Driving traffic takes time. One thing that helped me was getting involved in a tribe of bloggers. If you are interested email me at andy AT andynathan.net so we can talk more about their requirements and how to join. Other than that, just keep plugging away with new content.
Hope this helps!
Thanks for a great post. Tell me – what do you think I should do about people who come back to my blog again and again, arguing with me about the same issue? Every time I post something on a particular topic, they comment and present the opposite view, but in a way that tells me they aren’t really reading what I wrote. I am starting to feel like they are using my blog as a personal soap box. I feel like just banning these people because they annoy me, but I don’t know whether that’s kosher. Any thoughts?
First of all, what is the site. to give you a full answer, I need to see what they are saying. If you want to email me at andy At andynathan.net that would be appreciated.
My first thought is this:
1. These might be some sort of spambots?
2. If these people are disruptive then definitely ban them. If you go to the discussion tab under settings you can people and also specific keywords. Blog etiquette is not only for the blog writer, but also for the readers. Just because you arrived at their site does not mean they can treat you poorly. Would you go to someone’s house and yell at them? No! Similar idea here.
Let me know if this helps. Again email me if you have further questions. Thanks!
I’m interested in starting a design blog (independent of my own site’s blog) and this was helpful. What’s the etiquette on linking to other people’s site? For example, if I do a post on the best typography websites with a small blurb on each along with a screenshot of their site? Would simply linking to them be enough or do I need to also get their permission?

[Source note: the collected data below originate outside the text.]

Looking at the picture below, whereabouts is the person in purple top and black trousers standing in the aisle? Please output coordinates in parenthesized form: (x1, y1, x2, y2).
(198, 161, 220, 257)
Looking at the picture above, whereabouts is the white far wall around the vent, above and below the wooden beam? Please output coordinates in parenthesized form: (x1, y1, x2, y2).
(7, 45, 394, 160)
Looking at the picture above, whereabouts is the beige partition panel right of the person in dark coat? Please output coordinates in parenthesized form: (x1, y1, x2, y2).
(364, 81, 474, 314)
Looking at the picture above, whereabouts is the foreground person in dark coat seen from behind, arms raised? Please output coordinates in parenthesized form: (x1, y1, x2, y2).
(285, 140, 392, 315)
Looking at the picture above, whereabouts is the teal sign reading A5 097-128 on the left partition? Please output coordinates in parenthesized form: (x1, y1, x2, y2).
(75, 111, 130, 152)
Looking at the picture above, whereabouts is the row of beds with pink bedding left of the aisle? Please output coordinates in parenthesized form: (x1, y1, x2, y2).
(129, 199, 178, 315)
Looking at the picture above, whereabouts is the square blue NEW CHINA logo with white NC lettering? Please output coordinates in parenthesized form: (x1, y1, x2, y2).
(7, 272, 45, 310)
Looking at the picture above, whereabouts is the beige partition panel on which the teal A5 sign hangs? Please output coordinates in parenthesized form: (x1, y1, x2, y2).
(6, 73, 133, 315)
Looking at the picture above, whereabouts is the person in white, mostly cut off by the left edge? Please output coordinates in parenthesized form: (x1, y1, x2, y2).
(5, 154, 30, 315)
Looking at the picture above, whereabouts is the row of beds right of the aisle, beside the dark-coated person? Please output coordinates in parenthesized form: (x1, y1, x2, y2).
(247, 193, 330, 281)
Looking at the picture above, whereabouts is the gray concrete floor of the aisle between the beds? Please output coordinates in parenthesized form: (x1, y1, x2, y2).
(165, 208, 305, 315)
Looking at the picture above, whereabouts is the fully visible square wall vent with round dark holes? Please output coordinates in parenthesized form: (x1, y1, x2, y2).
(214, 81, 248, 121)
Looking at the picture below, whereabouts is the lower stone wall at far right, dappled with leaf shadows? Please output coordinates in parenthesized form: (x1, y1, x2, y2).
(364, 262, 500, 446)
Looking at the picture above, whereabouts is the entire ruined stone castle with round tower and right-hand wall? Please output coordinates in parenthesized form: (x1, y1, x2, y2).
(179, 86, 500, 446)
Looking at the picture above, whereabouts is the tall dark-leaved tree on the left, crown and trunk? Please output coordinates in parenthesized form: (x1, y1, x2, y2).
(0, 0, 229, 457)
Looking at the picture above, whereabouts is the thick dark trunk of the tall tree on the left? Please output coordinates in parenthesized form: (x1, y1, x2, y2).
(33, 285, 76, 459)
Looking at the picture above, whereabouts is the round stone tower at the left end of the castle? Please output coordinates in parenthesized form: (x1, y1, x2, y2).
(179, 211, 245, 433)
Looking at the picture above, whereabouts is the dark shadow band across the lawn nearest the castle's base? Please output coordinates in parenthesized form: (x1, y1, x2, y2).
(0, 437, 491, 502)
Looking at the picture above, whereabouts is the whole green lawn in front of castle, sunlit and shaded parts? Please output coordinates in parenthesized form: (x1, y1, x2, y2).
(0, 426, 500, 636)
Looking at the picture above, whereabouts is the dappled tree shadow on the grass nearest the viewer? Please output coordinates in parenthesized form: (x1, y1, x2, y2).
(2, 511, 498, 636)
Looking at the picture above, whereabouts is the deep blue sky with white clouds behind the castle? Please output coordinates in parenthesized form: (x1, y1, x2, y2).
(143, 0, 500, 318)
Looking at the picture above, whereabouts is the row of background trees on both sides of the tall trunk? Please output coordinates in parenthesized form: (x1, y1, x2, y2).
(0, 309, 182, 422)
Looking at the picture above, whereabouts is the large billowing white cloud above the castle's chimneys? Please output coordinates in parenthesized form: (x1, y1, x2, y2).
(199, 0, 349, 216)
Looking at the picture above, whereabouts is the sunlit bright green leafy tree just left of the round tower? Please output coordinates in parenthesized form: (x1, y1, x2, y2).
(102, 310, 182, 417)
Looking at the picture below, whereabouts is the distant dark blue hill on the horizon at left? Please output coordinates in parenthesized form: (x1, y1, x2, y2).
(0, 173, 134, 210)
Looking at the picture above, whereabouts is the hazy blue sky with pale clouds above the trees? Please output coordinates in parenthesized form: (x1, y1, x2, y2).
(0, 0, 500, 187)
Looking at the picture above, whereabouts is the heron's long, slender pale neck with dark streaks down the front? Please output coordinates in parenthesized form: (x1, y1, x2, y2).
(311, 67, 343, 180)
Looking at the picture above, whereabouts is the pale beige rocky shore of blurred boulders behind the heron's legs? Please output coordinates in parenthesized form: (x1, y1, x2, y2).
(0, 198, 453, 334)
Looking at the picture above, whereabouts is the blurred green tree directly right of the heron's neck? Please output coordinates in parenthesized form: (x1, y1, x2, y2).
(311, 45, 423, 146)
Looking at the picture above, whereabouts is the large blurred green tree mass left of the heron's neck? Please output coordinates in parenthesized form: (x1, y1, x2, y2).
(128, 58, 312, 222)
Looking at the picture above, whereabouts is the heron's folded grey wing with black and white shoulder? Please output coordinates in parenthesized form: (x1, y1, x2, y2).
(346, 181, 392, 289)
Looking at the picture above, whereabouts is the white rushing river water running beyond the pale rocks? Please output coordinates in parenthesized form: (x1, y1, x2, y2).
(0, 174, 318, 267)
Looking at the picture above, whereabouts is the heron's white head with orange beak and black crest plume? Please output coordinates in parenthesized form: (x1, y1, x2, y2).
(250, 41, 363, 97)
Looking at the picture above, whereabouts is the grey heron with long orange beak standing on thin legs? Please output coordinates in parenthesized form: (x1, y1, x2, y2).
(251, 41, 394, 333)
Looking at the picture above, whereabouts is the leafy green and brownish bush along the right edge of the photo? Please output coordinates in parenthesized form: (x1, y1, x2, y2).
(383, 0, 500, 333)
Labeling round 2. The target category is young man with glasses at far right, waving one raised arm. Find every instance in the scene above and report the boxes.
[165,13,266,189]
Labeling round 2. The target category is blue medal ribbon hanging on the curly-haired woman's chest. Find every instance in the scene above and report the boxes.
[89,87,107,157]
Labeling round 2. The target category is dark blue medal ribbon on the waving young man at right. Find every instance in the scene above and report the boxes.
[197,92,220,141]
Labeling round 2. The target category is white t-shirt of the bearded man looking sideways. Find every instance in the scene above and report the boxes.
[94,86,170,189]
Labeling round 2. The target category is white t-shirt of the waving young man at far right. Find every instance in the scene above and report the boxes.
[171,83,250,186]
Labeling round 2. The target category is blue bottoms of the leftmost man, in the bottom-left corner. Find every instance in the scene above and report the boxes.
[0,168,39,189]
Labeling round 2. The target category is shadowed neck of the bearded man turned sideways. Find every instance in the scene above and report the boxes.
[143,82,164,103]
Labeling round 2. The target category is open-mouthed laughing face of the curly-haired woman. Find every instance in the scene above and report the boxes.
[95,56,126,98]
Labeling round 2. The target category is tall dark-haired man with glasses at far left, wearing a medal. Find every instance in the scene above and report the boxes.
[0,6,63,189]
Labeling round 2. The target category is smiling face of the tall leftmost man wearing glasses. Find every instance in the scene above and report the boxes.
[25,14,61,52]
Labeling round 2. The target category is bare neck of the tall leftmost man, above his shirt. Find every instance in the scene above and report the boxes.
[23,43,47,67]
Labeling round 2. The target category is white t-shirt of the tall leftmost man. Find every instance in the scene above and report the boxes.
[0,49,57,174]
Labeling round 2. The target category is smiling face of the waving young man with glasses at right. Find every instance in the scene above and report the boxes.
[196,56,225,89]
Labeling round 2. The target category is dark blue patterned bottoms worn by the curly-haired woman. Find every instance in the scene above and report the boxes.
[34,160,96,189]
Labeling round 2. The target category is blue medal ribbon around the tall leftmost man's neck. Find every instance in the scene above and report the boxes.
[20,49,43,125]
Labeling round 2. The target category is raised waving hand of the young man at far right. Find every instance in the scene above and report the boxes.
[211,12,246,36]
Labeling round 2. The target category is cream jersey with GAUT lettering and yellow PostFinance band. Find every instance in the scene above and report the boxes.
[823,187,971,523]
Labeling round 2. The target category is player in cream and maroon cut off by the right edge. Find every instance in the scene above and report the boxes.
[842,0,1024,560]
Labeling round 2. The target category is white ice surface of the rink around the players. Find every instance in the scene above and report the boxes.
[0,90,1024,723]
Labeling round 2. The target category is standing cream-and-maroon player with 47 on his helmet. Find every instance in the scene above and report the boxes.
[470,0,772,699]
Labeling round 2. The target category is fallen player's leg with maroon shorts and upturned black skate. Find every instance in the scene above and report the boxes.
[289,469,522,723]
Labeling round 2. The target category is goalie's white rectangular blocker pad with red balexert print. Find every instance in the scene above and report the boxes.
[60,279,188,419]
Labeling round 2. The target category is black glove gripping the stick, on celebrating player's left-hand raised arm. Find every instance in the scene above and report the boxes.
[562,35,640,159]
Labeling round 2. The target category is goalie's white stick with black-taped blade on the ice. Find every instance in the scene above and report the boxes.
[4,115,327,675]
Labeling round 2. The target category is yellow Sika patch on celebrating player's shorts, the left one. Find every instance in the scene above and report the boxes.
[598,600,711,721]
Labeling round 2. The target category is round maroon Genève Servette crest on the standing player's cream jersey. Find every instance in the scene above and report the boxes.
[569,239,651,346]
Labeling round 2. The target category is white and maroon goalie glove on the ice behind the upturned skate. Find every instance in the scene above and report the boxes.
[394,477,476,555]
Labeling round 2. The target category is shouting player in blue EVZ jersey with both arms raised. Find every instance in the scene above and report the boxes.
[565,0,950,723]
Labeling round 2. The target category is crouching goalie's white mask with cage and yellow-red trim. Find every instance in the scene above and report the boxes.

If someone listed my blog in a post I’d be happy. Is this true for others? Thoughts?
If you link to a person’s site and talk about how great their site is you can let them know that you linked to their site. In this case it is not about eitquette as much as developing a relationship. The I want to say that your work is valuable, so let’s connect can be powerful. At the same time, you never know if someone will not want their information shared on competitors sites. I do not believe that you will necessarily have to tell them in advance, but it can not hurt to give them 24 hours notice.
Ok great. Thanks.
Let me know what you eventually decide to do?
I help contribute to my company’s blog and I was unsure of some of the etiquette when linking to non-commercial works. For instance, I recently saw a great work by an artist which I wanted to write about in my blog with attribution and a link to the artist’s website. If my blog was a non-commercial entity, I would feel okay about this as long as I gave credit. However, since it is a blog on a commercial site, would this be unethical? Do I just need to email the artist for permission or is giving credit enough? One of the artists I wanted to feature had been on several other blogs, but these blogs were not commercial entities.
Is your blog for artists? If you give them credit and let them know you should be ok. Are you in the same field as the artist? Are they a competitor? In the end it will depend upon the artist.
If I had to contact Facebook or Twitter every time I mentioned their site it would be enough to strangle myself. It’s awkward. Should I contact them and let them know I mentioned them in my blog?
Not everytime, but at least mention that this is trademarked somewhere in your post, page, or website. Sometimes the sites already have use policies.
Is there a good model for replying, referring, and discussing ? Just because you arrived at their site does not mean they can treat you poorly. If you give them credit and let them know you should be ok. Driving traffic takes time.
Are you coming from the blogger or commenter side?